Sergio Mattarella, alla vigilia del 25 aprile, sottolinea l’importanza della Festa della Liberazione come occasione di riflessione collettiva e coesione nazionale. Il presidente della Repubblica ribadisce il legame tra la memoria della Resistenza e l’impegno dell’Italia per la pace, i diritti umani e la giustizia sia a livello nazionale che internazionale. Parlando al Quirinale davanti alle associazioni combattentistiche, partigiane e d’arma, Mattarella definisce la memoria della Resistenza un elemento essenziale per formare cittadini consapevoli e rinnovare i valori della convivenza civile. Ricorda inoltre che le storie dei protagonisti di quel periodo aiutano le nuove generazioni a comprendere il valore della libertà e della pace e i sacrifici necessari per conquistarle.

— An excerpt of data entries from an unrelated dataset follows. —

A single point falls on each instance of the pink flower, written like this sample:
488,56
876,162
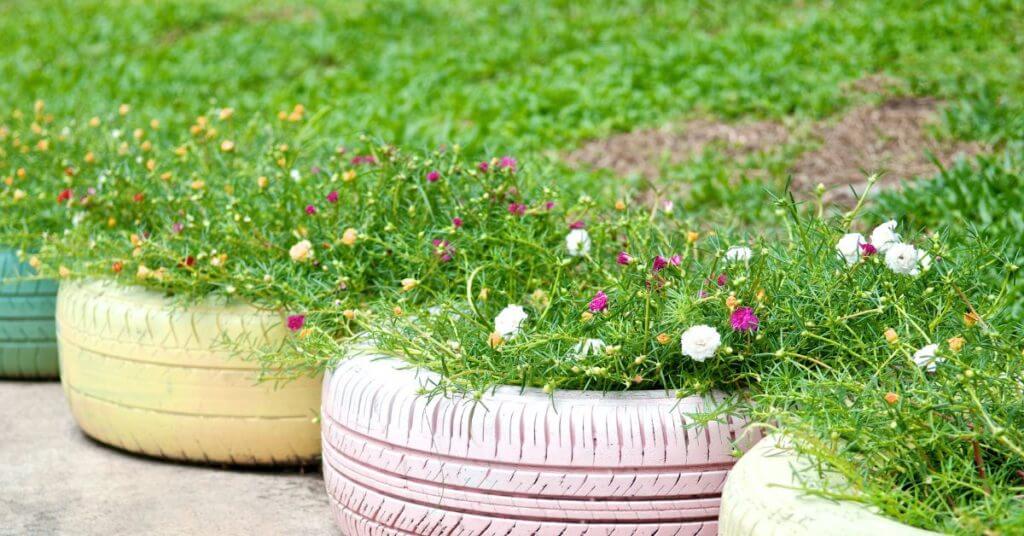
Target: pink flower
508,163
443,249
743,319
366,159
295,322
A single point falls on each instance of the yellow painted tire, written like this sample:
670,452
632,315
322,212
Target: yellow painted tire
763,497
146,375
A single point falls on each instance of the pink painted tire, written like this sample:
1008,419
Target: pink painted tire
519,462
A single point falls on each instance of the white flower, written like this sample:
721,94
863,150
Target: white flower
589,347
578,242
301,251
904,258
849,247
738,254
926,358
700,342
508,321
885,237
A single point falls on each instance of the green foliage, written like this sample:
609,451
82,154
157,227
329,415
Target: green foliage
982,198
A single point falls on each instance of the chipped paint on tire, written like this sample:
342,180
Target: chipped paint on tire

Mattarella si sofferma su San Severino Marche, città decorata con la Medaglia d’oro al Merito civile per le otto stragi nazifasciste subite, definendola simbolo della Resistenza. Il presidente sottolinea che città, borghi e montagne dove si è combattuta la lotta partigiana rappresentano luoghi chiave per la storia repubblicana italiana e per la rinascita morale e civile del Paese. Ricorda l’importanza di difendere e rinnovare ogni giorno i valori di libertà, giustizia, pace e democrazia, fondamenta della Costituzione e della presenza italiana a livello internazionale.
Mattarella richiama alla necessità di rifiutare ogni forma di sopraffazione e ogni deriva totalitaria, sottolineando come tale impegno sia ancora più urgente nell’attuale scenario internazionale segnato da conflitti, tensioni e instabilità. Denuncia inoltre situazioni nel mondo dove la dignità umana viene violata, la violenza colpisce i civili e il diritto internazionale non viene rispettato. Conclude infine esortando a custodire e valorizzare quanto è stato conquistato con la Liberazione.